Anthony Wise
- Date of birth: 12 May 1982 (age 42)
- Place of birth: Suva, Fiji
- Height: 6 ft 2 in (188 cm)
- Weight: 222 lb (101 kg)
- School: Suva Grammar School

Rugby union career
- Position(s): Back-row / Lock

Provincial / State sides
- Years: Team / Apps / (Points)
- 2012: Waikato / 6 / (5)
- 2013–17: King Country / 46 / (55)

International career
- Years: Team / Apps / (Points)
- 2009–10: Fiji / 3 / (0)

= Anthony Wise =

Anthony Wise (born 12 May 1982) is a Fijian former international rugby union player.

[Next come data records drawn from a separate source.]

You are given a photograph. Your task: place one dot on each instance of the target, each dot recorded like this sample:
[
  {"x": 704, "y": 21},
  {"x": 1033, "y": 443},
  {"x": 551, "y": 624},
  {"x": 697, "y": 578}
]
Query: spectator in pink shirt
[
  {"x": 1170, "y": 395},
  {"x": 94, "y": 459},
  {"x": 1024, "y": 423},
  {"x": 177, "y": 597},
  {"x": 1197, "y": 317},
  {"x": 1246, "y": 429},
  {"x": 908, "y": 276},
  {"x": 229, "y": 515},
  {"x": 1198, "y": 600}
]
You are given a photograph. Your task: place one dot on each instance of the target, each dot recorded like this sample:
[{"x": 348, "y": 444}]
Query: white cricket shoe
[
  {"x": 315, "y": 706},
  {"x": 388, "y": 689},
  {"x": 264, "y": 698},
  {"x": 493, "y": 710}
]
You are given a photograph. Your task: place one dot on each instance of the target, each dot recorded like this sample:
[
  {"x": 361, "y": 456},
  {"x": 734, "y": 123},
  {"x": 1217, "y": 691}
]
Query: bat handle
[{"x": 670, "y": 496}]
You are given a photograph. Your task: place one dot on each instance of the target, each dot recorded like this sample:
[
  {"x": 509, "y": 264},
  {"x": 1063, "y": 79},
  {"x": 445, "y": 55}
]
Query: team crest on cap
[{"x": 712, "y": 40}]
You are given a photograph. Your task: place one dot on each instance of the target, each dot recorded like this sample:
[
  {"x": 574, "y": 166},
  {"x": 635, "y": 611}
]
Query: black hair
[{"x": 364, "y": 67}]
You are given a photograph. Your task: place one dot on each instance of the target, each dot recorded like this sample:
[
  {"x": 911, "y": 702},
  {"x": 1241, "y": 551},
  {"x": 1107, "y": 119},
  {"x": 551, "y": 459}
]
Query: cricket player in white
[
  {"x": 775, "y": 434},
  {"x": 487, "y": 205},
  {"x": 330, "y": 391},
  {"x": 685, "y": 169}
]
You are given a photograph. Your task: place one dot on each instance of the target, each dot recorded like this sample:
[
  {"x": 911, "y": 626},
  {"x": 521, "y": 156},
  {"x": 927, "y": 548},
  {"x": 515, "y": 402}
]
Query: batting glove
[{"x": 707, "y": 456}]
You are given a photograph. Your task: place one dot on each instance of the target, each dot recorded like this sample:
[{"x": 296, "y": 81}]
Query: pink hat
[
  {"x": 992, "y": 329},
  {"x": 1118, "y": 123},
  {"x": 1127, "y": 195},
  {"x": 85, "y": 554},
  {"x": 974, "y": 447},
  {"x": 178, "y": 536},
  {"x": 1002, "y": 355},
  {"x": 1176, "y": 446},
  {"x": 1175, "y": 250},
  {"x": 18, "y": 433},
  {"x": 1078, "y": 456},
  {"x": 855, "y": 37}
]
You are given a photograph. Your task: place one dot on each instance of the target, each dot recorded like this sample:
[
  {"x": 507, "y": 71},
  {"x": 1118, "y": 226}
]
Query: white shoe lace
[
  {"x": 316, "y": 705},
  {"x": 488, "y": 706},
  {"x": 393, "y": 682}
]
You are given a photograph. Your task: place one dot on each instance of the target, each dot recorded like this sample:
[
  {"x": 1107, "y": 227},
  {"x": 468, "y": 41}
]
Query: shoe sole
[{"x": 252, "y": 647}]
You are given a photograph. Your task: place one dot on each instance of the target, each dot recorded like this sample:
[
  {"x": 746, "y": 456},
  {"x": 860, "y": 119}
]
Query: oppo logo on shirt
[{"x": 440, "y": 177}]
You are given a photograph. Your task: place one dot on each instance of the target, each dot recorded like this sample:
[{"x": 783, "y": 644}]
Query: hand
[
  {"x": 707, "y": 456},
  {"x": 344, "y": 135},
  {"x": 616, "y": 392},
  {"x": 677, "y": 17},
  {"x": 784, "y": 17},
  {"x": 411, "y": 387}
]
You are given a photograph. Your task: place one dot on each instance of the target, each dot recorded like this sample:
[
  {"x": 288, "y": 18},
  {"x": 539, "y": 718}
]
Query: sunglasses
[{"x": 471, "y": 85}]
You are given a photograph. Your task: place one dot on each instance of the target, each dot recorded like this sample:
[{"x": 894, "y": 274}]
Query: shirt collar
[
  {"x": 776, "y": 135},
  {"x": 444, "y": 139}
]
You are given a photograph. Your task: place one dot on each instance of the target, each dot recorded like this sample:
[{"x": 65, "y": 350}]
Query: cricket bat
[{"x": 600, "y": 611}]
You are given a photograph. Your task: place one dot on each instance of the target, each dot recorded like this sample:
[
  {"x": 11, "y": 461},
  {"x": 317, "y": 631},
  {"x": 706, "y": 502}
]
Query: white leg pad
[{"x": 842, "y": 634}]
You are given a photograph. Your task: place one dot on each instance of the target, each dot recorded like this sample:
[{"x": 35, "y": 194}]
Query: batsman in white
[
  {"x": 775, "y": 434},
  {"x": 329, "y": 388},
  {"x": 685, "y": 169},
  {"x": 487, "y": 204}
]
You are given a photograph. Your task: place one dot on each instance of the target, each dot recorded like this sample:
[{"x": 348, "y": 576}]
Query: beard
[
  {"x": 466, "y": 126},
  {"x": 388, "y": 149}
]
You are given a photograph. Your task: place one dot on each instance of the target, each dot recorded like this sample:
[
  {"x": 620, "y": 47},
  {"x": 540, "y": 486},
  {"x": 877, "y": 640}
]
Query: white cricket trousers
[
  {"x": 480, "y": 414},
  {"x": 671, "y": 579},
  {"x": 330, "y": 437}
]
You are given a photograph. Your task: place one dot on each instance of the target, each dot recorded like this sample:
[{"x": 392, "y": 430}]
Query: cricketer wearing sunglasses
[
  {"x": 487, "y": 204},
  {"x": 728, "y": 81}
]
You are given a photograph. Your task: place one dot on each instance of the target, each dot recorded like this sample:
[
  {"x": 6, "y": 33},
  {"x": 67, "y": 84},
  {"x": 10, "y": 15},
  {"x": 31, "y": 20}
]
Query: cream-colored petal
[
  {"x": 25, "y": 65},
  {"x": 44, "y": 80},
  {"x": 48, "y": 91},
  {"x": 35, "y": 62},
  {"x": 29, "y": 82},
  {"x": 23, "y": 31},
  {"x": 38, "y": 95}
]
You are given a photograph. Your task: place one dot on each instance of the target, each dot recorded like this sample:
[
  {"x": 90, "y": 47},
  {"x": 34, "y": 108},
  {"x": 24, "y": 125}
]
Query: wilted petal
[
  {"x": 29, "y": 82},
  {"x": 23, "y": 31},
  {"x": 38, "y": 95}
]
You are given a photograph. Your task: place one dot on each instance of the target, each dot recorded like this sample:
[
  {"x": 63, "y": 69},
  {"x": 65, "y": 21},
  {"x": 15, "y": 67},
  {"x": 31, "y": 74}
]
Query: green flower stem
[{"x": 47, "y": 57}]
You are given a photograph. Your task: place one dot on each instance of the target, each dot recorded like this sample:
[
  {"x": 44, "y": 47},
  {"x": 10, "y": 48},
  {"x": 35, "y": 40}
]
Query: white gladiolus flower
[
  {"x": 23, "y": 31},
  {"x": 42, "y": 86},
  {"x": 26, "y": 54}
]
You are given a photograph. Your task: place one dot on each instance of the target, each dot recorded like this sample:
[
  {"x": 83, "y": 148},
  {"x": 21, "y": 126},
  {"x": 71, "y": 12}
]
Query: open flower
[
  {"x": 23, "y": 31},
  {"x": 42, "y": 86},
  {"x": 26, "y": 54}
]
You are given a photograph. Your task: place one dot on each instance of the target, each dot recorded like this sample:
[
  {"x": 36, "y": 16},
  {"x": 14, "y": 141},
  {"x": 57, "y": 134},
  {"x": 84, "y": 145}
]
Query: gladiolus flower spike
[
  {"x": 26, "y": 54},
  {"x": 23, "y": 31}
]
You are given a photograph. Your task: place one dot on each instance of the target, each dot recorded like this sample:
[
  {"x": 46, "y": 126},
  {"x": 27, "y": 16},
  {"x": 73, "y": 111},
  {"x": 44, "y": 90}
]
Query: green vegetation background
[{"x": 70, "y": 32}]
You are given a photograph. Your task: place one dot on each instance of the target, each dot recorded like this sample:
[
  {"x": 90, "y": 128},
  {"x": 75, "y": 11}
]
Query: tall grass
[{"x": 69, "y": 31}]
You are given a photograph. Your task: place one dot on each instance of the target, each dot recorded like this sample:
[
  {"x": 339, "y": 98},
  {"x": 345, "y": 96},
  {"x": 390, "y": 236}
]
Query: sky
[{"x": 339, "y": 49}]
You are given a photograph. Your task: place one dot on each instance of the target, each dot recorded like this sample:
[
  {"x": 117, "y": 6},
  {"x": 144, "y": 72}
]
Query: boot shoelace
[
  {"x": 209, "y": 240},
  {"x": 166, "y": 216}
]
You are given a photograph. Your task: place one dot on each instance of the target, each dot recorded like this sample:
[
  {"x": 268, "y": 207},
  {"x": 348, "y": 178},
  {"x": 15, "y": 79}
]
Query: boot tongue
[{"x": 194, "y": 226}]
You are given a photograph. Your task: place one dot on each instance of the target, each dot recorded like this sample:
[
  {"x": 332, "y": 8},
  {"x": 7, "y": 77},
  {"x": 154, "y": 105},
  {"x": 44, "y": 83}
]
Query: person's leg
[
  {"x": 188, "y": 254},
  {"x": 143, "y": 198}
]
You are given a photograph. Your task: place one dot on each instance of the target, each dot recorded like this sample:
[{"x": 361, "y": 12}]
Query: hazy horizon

Wise attended Suva Grammar School and was in their 2001 Deans Trophy-winning side, alongside future international players Wame Lewaravu, Sakiusa Matadigo and Manoa Vosawai.

A back-rower and lock, Wise captained the Fiji Warriors and was capped three times for the national team, debuting off the bench against Japan in the 2009 IRB Pacific Nations Cup. He started as a blindside flanker against the Wallabies at Canberra Stadium in 2010 and made another appearance against Japan in that year's Pacific Nations Cup.

Wise played club rugby in New Zealand for Otorohanga and broke into the Waikato provincial side in 2012. He then competed in provincial rugby with King Country from 2013 to 2017.